Wenn selbst unzweifelhafte Fernsehbilder nicht genügen, empfiehlt der Eishockey-Coach einen Arztbesuch: Ein trotz Videobeweis klar zu Unrecht gegebenes Tor hat bei der Eishockey-Weltmeisterschaft für Aufregung beim US-Team gesorgt. «Ich weiß nicht, was zum Teufel der Kollege da oben gesehen hat. Er hat große Augenprobleme. Ich rate ihm, mal zum Arzt zu gehen», schimpfte US-Trainer John Tortorella über den Videorichter nach dem 2:3 (0:0, 2:0, 0:3) gegen Finnland am Sonntag in Halifax. Der Anschlusstreffer des Vizeweltmeisters zählte, obwohl der Schuss von Ville Koistinen knapp am Pfosten vorbei flog und von der Seite durch das Netz sauste.
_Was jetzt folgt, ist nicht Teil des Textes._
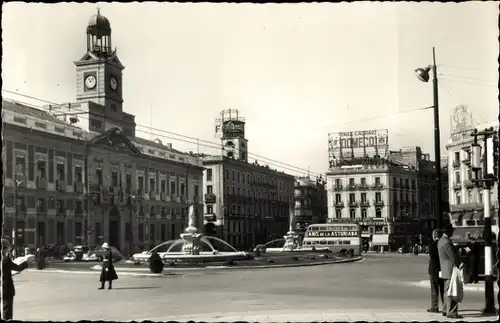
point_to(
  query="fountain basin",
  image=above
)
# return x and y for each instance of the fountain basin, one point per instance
(201, 257)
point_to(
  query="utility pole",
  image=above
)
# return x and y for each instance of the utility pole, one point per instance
(487, 181)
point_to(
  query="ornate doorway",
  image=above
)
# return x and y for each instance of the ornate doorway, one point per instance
(114, 228)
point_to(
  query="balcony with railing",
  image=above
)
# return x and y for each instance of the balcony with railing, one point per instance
(210, 198)
(378, 186)
(352, 187)
(339, 205)
(41, 183)
(78, 187)
(364, 203)
(353, 204)
(61, 185)
(364, 187)
(339, 187)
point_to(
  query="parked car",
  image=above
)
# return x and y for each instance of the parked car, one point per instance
(77, 253)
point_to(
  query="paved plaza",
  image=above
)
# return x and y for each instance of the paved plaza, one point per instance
(374, 289)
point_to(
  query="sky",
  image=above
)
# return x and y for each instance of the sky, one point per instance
(296, 72)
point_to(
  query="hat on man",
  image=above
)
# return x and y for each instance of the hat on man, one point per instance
(5, 244)
(448, 227)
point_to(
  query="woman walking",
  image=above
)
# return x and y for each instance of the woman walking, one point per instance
(8, 290)
(108, 273)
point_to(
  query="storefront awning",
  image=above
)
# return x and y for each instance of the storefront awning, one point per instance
(380, 240)
(468, 216)
(479, 215)
(456, 216)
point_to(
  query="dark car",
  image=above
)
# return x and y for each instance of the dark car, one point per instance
(100, 252)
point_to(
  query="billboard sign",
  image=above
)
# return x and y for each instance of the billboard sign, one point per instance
(344, 148)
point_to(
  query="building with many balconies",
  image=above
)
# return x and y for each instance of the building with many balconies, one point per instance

«Ich habe es von der Bank aus gesehen», sagte Tortorella, der sich über den finnischen Jubel gewundert hatte. Weder die russischen Schiedsrichter Wjatscheslaw Bulanow und Alexander Poljakow, mit denen auch schon die deutsche Mannschaft unzufrieden war, noch ihre beiden Linienrichter oder der Torrichter hatten das bemerkt. Als Letzter schaute schließlich der Videorichter nicht richtig hin und wurde anschließend folgerichtig vom Eishockey-Weltverband IIHF für den Rest der WM aussortiert.

Blut und Nasenbeinbruch

Der stets gut gekleidete und adrett frisierte Tortorella war außer sich, als auf Tor entschieden wurde. «Ich habe von diesen Horror- Shows im internationalen Eishockey gehört. Jetzt erlebe ich eine. Sie haben beide Mannschaften schon vorher benachteiligt», sagte der sonst bei Tampa Bay Lightning in der National Hockey League beschäftigte Coach, akzeptierte aber die Niederlage als berechtigt.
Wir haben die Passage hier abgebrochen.